ETA: It was super obvious. All I needed to do (after specifying the split in the data call) was add .to_pandas()
.
I've scoured the documentation but I am not finding what I need and I feel a little bit like I'm going crazy. I think perhaps I'm just not searching the right terms or missing something very obvious.
I have the hugging face datasets library installed and am able to successfully download a dataset off the hub in my notebook.
from datasets import load_dataset
ds = load_dataset("papluca/language-identification")
and when I run ds
I see the following:
DatasetDict({
train: Dataset({
features: ['labels', 'text'],
num_rows: 70000
})
validation: Dataset({
features: ['labels', 'text'],
num_rows: 10000
})
test: Dataset({
features: ['labels', 'text'],
num_rows: 10000
})
})
The problem is that once it's in my notebook, I cannot seem to figure out how to access the data itself.
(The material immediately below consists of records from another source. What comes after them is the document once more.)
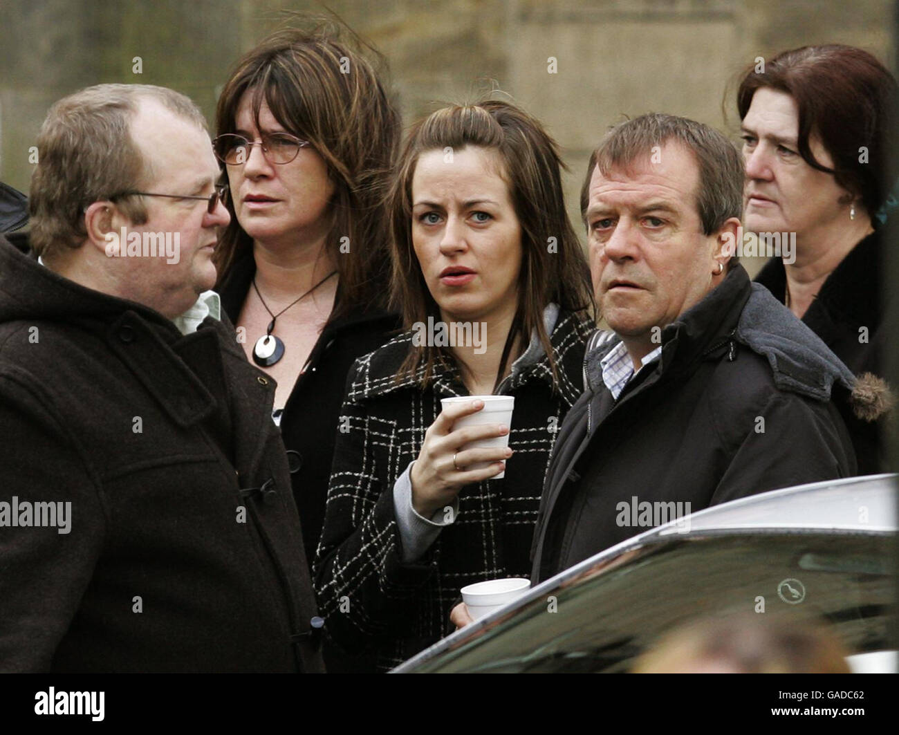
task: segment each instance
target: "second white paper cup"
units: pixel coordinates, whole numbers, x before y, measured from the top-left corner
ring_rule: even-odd
[[[530,580],[518,577],[488,580],[463,587],[462,600],[468,607],[468,614],[478,620],[503,605],[508,605],[530,589]]]
[[[484,424],[503,424],[508,426],[512,429],[512,409],[515,407],[515,396],[514,395],[459,395],[453,398],[441,398],[441,404],[445,409],[448,405],[453,403],[464,403],[470,401],[483,401],[484,408],[476,413],[470,413],[467,416],[463,416],[460,419],[457,419],[456,422],[453,424],[453,430],[457,429],[463,429],[467,426],[483,426]],[[478,439],[477,441],[471,441],[465,445],[462,449],[470,449],[472,447],[478,448],[490,448],[494,447],[508,447],[509,446],[509,435],[503,434],[502,437],[494,437],[488,439]],[[461,450],[460,450],[461,451]],[[468,465],[466,469],[469,470],[479,470],[485,467],[489,467],[492,462],[476,462],[474,465]],[[505,477],[505,470],[501,472],[499,474],[494,474],[491,477],[491,480],[498,480],[501,477]]]

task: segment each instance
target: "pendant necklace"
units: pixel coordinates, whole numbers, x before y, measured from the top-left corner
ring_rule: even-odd
[[[263,298],[263,295],[259,293],[259,288],[256,286],[256,277],[253,277],[253,288],[256,292],[256,296],[259,297],[259,300],[262,302],[263,306],[265,307],[265,311],[269,313],[269,316],[271,317],[271,321],[269,322],[269,326],[265,330],[265,334],[256,340],[255,345],[253,347],[253,361],[256,365],[262,368],[271,368],[282,357],[284,357],[284,342],[280,341],[271,332],[275,328],[275,320],[280,316],[284,312],[289,309],[294,304],[301,301],[313,291],[316,290],[319,286],[321,286],[325,281],[330,279],[332,276],[337,273],[336,270],[332,270],[328,275],[322,279],[318,283],[313,286],[308,291],[303,294],[299,298],[288,304],[283,309],[281,309],[278,314],[272,314],[271,309],[269,308],[268,305],[265,303],[265,299]]]

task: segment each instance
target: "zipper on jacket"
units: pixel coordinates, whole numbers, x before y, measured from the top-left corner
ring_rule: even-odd
[[[720,350],[722,347],[729,346],[727,350],[727,360],[733,362],[736,358],[736,341],[734,339],[734,335],[736,333],[736,327],[730,331],[730,333],[725,338],[724,341],[718,342],[714,347],[709,347],[705,352],[702,353],[702,357],[706,355],[711,355],[713,352]]]

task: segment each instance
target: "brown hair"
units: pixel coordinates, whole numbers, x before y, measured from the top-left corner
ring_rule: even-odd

I'd like it to be in a pandas dataframe so that I can then work on the data like normal. I did figure out that if I run the below (specifying train
as the split), it changes type(ds)
to a dataset but I still can't figure out how to actually view the data itself.
ds = load_dataset("papluca/language-identification", split="train")
and when I run ds
this time it returns
Dataset({
features: ['labels', 'text'],
num_rows: 70000
})
What (probably very obvious) step am I missing to be able to work with the data so that if I run something like df.head()
it will return the below?
id | text | language
0 | the grass is green | english
1 | bonjour, ca va? | french
2 | como se dice | spanish
first you need to convert HF dataset to pandas
df = ds['train'].to_pandas()
then
df.head()
works fine.